The active intellect was the subject of intense discussion in medieval philosophy. The idea is first encountered in Aristotle's De Anima, Book III. Following is the translation of one of those passages (De Anima, Bk. III, ch. 5, 430a10-25) by Joe Sachs, with some notes about the Greek. Sachs comments that "it is the source of a massive amount of commentary and of fierce disagreement":

...since in nature one thing is the material (hulē) for each kind genos (this is what is in potency all the particular things of that kind) but it is something else that is the causal and productive thing by which all of them are formed, as is the case with an art in relation to its material, it is necessary in the soul (psuchē) too that these distinct aspects be present;

the one sort is intellect (nous) by becoming all things, the other sort by forming all things, in the way an active condition (hexis) like light too makes the colors that are in potency be at work as colors (to phōs poiei ta dunamei onta chrōmata energeiai chrōmata).

This sort of intellect is separate, as well as being without attributes and unmixed, since it is by its thinghood a being-at-work, for what acts is always distinguished in stature above what is acted upon, as a governing source is above the material it works on.

Knowledge (epistēmē), in its being-at-work, is the same as the thing it knows, and while knowledge in potency comes first in time in any one knower, in the whole of things it does not take precedence even in time.

This does not mean that at one time it thinks but at another time it does not think, but when separated it is just exactly what it is, and this alone is deathless and everlasting (though we have no memory, because this sort of intellect is not acted upon, while the sort that is acted upon is destructible), and without this nothing thinks.

The passage tries to explain "how the human intellect passes from its original state, in which it does not think, to a subsequent state, in which it does." He inferred that the energeia/dunamis distinction must also exist in the soul itself.
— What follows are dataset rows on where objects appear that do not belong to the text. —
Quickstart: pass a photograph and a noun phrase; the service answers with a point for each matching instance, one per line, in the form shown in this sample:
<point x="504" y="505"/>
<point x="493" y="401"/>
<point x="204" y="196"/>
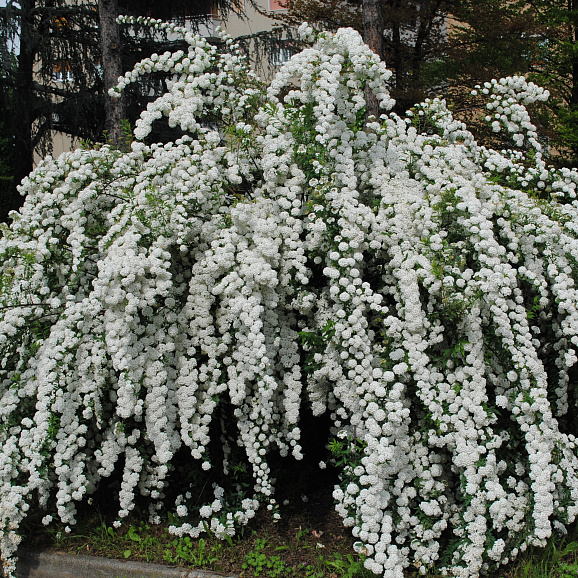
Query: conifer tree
<point x="55" y="78"/>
Aristotle says that the passive intellect receives the intelligible forms of things, but that the active intellect is required to make the potential knowledge into actual knowledge, in the same way that light makes potential colors into actual colors.
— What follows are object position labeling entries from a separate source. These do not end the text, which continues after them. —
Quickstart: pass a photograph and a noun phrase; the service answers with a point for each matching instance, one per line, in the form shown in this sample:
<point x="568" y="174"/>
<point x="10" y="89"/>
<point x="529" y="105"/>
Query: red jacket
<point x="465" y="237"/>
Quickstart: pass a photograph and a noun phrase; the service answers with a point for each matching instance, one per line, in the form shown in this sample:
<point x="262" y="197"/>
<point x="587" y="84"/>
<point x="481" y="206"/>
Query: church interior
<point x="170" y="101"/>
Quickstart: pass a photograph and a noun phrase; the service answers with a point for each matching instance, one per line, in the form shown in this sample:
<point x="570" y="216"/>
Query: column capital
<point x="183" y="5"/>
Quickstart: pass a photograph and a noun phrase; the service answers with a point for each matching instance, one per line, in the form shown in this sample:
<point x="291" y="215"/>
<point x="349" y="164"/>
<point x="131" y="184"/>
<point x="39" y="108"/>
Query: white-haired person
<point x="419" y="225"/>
The passage is often read together with Metaphysics, Book XII, ch.7-10, where Aristotle also discusses the human mind and distinguishes between the active and passive intellects. In that passage Aristotle appears to equate the active intellect with the "unmoved mover" and God.
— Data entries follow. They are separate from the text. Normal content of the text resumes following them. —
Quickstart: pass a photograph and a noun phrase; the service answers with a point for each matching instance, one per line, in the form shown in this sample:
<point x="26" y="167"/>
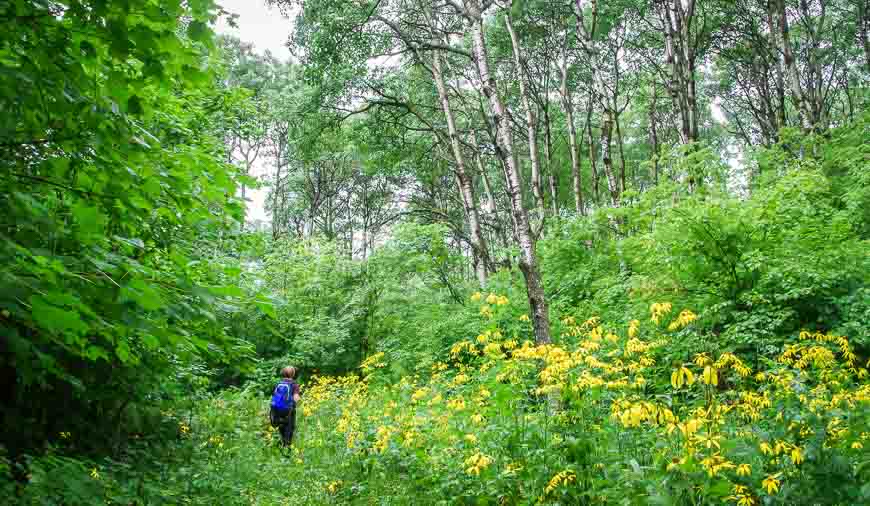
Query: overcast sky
<point x="267" y="30"/>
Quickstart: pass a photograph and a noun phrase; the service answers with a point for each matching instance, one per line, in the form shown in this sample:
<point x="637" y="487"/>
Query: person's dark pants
<point x="287" y="426"/>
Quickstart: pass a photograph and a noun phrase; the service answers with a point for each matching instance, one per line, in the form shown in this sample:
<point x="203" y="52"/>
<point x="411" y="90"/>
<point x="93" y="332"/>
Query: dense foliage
<point x="570" y="252"/>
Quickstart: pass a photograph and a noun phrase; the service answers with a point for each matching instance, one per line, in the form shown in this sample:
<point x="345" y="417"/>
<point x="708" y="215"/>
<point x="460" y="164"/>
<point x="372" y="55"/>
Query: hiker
<point x="282" y="411"/>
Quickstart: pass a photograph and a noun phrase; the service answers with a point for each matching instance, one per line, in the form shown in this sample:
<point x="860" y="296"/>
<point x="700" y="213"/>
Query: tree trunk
<point x="531" y="120"/>
<point x="621" y="154"/>
<point x="464" y="181"/>
<point x="607" y="157"/>
<point x="863" y="28"/>
<point x="568" y="109"/>
<point x="593" y="157"/>
<point x="505" y="150"/>
<point x="552" y="173"/>
<point x="487" y="187"/>
<point x="653" y="132"/>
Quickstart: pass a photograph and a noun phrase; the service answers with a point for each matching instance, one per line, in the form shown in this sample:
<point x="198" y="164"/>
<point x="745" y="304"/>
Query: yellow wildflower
<point x="771" y="483"/>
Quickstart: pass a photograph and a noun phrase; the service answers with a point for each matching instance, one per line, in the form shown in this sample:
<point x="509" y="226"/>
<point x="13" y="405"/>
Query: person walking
<point x="282" y="410"/>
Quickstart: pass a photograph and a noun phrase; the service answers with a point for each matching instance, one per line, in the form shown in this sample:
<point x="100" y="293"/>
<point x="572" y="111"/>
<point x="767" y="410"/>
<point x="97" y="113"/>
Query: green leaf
<point x="89" y="219"/>
<point x="134" y="105"/>
<point x="56" y="319"/>
<point x="199" y="31"/>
This has been referred to as "the most intensely studied sentences in the history of philosophy". As Davidson remarks:

Just what Aristotle meant by potential intellect and active intellect - terms not even explicit in the De anima and at best implied - and just how he understood the interaction between them remains moot. Students of the history of philosophy continue to debate Aristotle's intent, particularly the question whether he considered the active intellect to be an aspect of the human soul or an entity existing independently of man.